The paper relies on the change in the ratio of lendable shares to
shares outstanding. If a firm's shares outstanding declined during
the observation period, potentially as the result of share
buybacks, that alone could increase the ratio without requiring any
action on the part of beneficial owners. With that being said, the
change in shares outstanding alone would not justify the observed
increase in borrow cost detailed in this note. It is also worth
noting that time trends do not fully explain the paper's findings,
which are based on a difference-in-difference design comparing
high-index and low-index ownership firms. Per the author's
description, "The paper generally seeks to advance the argument
that beneficial owners responded to last year's SEC guidance by
failing to recall a larger proportion of their holdings over proxy
dates, to the detriment of their ability to impact corporate
governance by voting."
The example presented in the paper is GameStop around the firm's
proxy record date in 2020, however the YoY increase in the
percentage of shares outstanding cited in the report, both in
lendable inventories and on-loan, was driven by GameStop
repurchasing shares, which reduced shares outstanding. Lendable
inventories and shares on loan also declined over that time,
however the decline in shares outstanding was greater so the ratios
increased. Over the proxy date on April 20th GameStop shares were
extremely difficult to borrow, partly the result of shares having
been steadily taken out of lending programs from September 2019
through the proxy record date.
GameStop Example:
On December 10, 2019 GameStop Corp announced third quarter
earnings and revealed the extent of their share repurchases in the
quarter, 22.6m shares, which immediately reduced the shares
outstanding by 27%. The repurchases occurred during the quarter, so
short sellers with open positions were already borrowing from the
remaining shares outstanding by the time the announcement was made,
which meant there was not a scramble to find new shares on that
date, it was just an occasion for data aggregators to reflect the
new shares outstanding figure. The result was that on a single day
the percentage of outstanding shares on-loan (or in lending pools)
increased by 27%.
The number of GameStop shares reported to IHS Markit as being in
lending programs peaked at 55m shares on August 30th, 2019. By the
time of the proxy vote the number of shares had been reduced to
just below 40m, a 28% decline. The scarcity of lendable shares
drove a substantial increase in the borrow cost, which made the
opportunity to lend shares more lucrative of an alternative to
voting. The fee for new borrows averaged more than 100% annualized
over the last week of April and first week of May with the average
for all open borrows being greater than 80%. That means a
beneficial owner who had refrained from lending prior to the proxy
record date on April 20th would have been able to lend faced with
the option to lend shares at a rate of more than 80% annualized, a
return of more than 20bps just for that single date. If they had
left the shares on loan until May 10th, when spot rates started to
decline, they would have earned 4%, under even the most
conservative assumption they would have only achieved the average
fee for all open loans (if shares had been on loan for the entire
year they would have earned more than 24% under this assumption).

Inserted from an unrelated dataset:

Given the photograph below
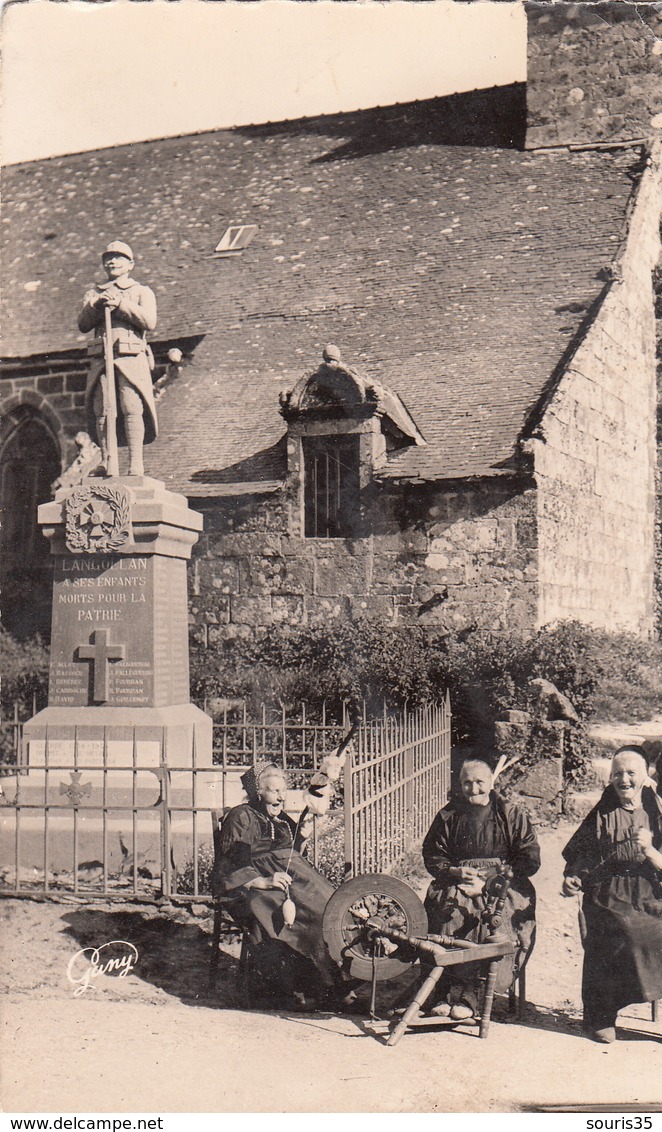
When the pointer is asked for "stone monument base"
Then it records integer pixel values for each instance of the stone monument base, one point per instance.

The takeaway is that despite the improved economics for lenders,
with average borrow cost having roughly tripled from the start of
2020 to the proxy date, there were still far fewer shares being
made available by beneficial owners.
Part of the explanation the reduction in lendable shares is that
beneficial owners simply sold their holdings. From the 13F filing
on December 31st to the March 31st filing, non-hedge fund
institutional holders reduced their holdings by 12.8m shares,
however even if 100% of those shares had previously been made
available to lend it still wouldn't fully account for the 15.3m
shares taken out of lending programs over that time.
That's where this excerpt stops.